1 Introduction

Molecular deep generative models have emerged as a powerful tool to generate chemical space [6] and obtain optimised compounds [2, 5]. Models trained with a set of drug-like molecules can generate molecules that are similar but not equal to those in the training set, thus spanning a bigger chemical space than that of training data. The most popular architecture uses Recurrent Neural Networks (RNNs) and the SMILES syntax [7] to represent molecules. Nevertheless, a recent publication [1] shows that this architecture introduces bias to the generated chemical space. To be able to prove that, models were created with a subset of GDB-13 [4], a database that holds most drug-like molecules up to 13 heavy atoms, and sampled with replacement 2 billion times. At most, only 68% of GDB-13 could be obtained from a theoretical maximum of 87%, which would be from a sample of the same size from an ideal model that has a uniform probability of obtaining each molecule from GDB-13.

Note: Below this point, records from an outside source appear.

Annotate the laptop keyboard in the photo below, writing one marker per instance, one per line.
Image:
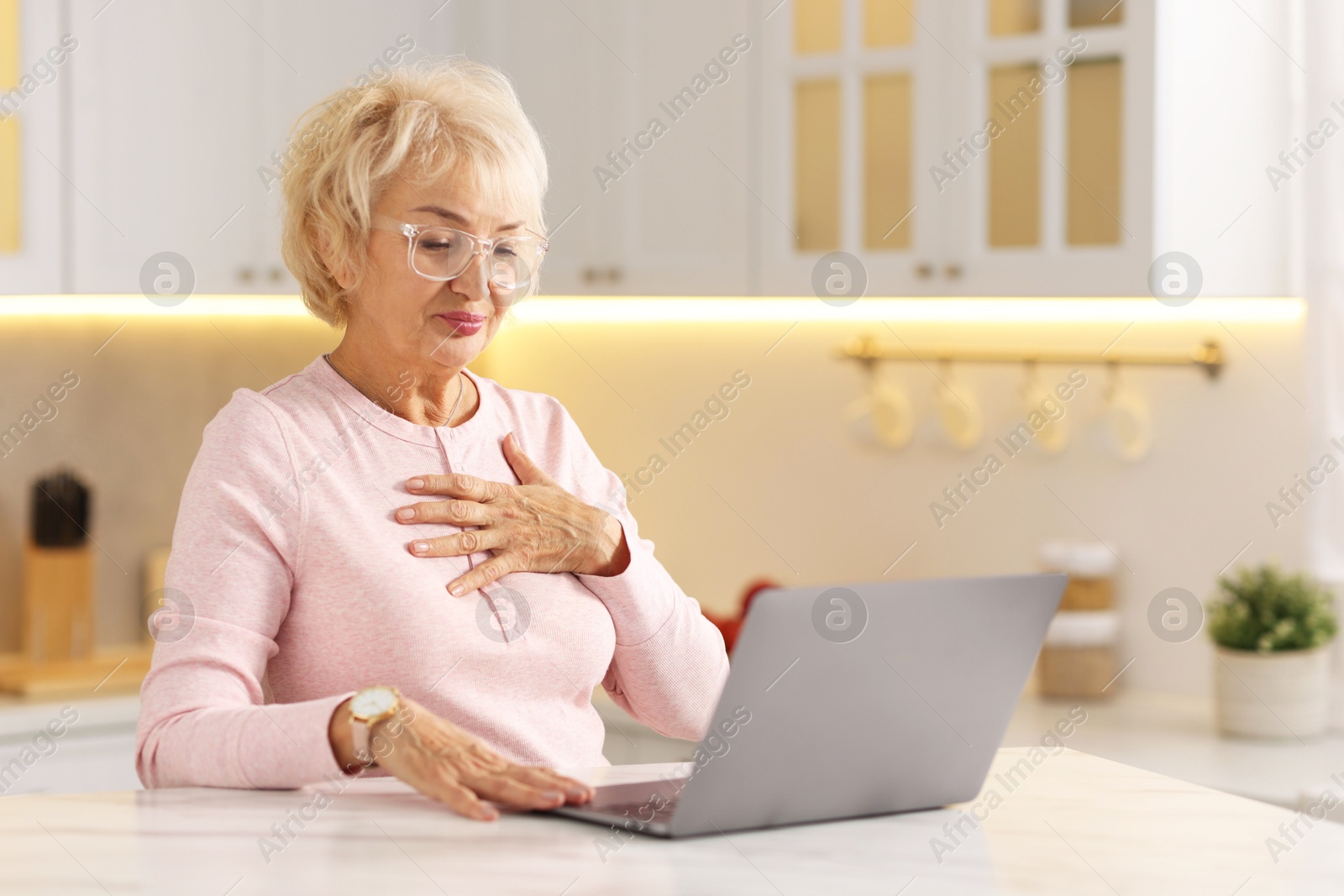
(638, 812)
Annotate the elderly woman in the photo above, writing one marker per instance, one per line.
(387, 558)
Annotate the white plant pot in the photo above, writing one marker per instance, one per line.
(1272, 694)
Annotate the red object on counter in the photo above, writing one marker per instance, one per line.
(730, 626)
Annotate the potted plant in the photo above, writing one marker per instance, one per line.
(1272, 634)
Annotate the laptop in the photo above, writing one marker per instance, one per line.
(851, 700)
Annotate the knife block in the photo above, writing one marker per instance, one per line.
(57, 602)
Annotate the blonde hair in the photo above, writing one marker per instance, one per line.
(420, 121)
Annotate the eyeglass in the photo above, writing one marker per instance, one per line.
(443, 253)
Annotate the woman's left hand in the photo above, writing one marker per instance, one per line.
(534, 527)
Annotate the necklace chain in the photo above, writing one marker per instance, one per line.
(461, 389)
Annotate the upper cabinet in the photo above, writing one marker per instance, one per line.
(711, 147)
(644, 109)
(961, 147)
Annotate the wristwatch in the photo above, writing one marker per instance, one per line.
(367, 708)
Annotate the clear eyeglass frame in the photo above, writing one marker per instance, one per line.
(479, 244)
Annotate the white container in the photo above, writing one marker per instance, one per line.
(1280, 694)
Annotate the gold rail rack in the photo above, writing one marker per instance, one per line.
(869, 349)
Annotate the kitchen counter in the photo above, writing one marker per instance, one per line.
(1075, 825)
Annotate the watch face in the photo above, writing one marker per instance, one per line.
(373, 701)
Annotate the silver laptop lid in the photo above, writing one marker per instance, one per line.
(866, 699)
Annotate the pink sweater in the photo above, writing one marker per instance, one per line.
(302, 591)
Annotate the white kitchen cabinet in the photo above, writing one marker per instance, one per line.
(178, 110)
(40, 262)
(175, 112)
(827, 60)
(671, 217)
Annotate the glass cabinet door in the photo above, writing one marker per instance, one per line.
(851, 101)
(968, 147)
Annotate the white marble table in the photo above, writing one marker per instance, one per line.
(1075, 825)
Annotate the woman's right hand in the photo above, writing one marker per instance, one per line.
(454, 768)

This study uses the previous research as a starting point and focuses on benchmarking RNN with SMILES trained with subsets of GDB-13 of different sizes (1 million and 1000 molecules) and with different variants of the SMILES notation. One of those variants, randomized SMILES, can be used as a data amplification technique and is shown to generate more diversity [3]. When the right data representations and hyperparameter combinations are chosen, models are able to generate more diversity and learn to better generalise the training set information.

2 Methods

The model architecture used is similar to the one used in [1, 5]. The training set sequences are pre-processed, and for each training epoch the entire training set is shuffled and subdivided in batches. The encoded SMILES strings of each batch are input token by token to an embedding layer, followed by several layers of RNN cells. Between the inner RNN layers there can be dropout layers. Then, the output from the cells is squeezed to the vocabulary size by a linear layer and a softmax is performed to obtain the probabilities of sampling each token in the next position. This is repeated for each token in the entire sequence.

Table 1. Hyperparameter combinations for both the 1M model and the 1 K model. Notice that the 1 K model also optimises the network topology, this was possible due to shorter training times.

The models were optimised for the hyperparameter combinations shown in Table 1. Also, training sets were set up with canonical SMILES and randomized SMILES. In the case of the randomized SMILES, each training epoch had a different permutation. For each combination of hyperparameters a model was trained and a sample with replacement of 2 billion SMILES strings was performed (Fig. 1). Then, three ratios were calculated from the percentages obtained that characterise the three main properties that the output domain should have: uniformity (even posterior probability for each molecule), completeness (all molecules from GDB-13) and closeness (no molecules outside of GDB-13 should be generated). Lastly, the UCC, a ratio obtained from the other three was used as a sorting criteria for all the models.

Fig. 1.
figure 1

Training and sampling process used for each model in the benchmark and the formulas for the ratios calculated from the sample.

3 Results

Table 2 shows the results for the models with highest UCC score of each training set size with each SMILES variant. 1M models trained with randomized SMILES are overall better than those trained with canonical SMILES. This might be due to the additional information the model has from molecules in the training set when they are input as different randomized SMILES each epoch. Notice especially that the completeness is at 0.95, which indicates that the model is theoretically able to reproduce mostly all of GDB-13 given enough sampling. On the other hand, models trained with 1000 SMILES have much lower performance, as there is not enough information in the training sets to be able to generalise the entire database. Nevertheless, the randomized SMILES model has an even better performance compared to the canonical SMILES one. Namely, a model trained with canonical SMILES can only reach 52% valid molecules, whereas the randomized SMILES model learns much better (82%). This shows that randomized SMILES add more information to the model and effectively increase its learning capability without having to add additional data to the training set.

Table 2. Results for the best canonical and randomized SMILES models for both the 1M and 1 K training set benchmarks.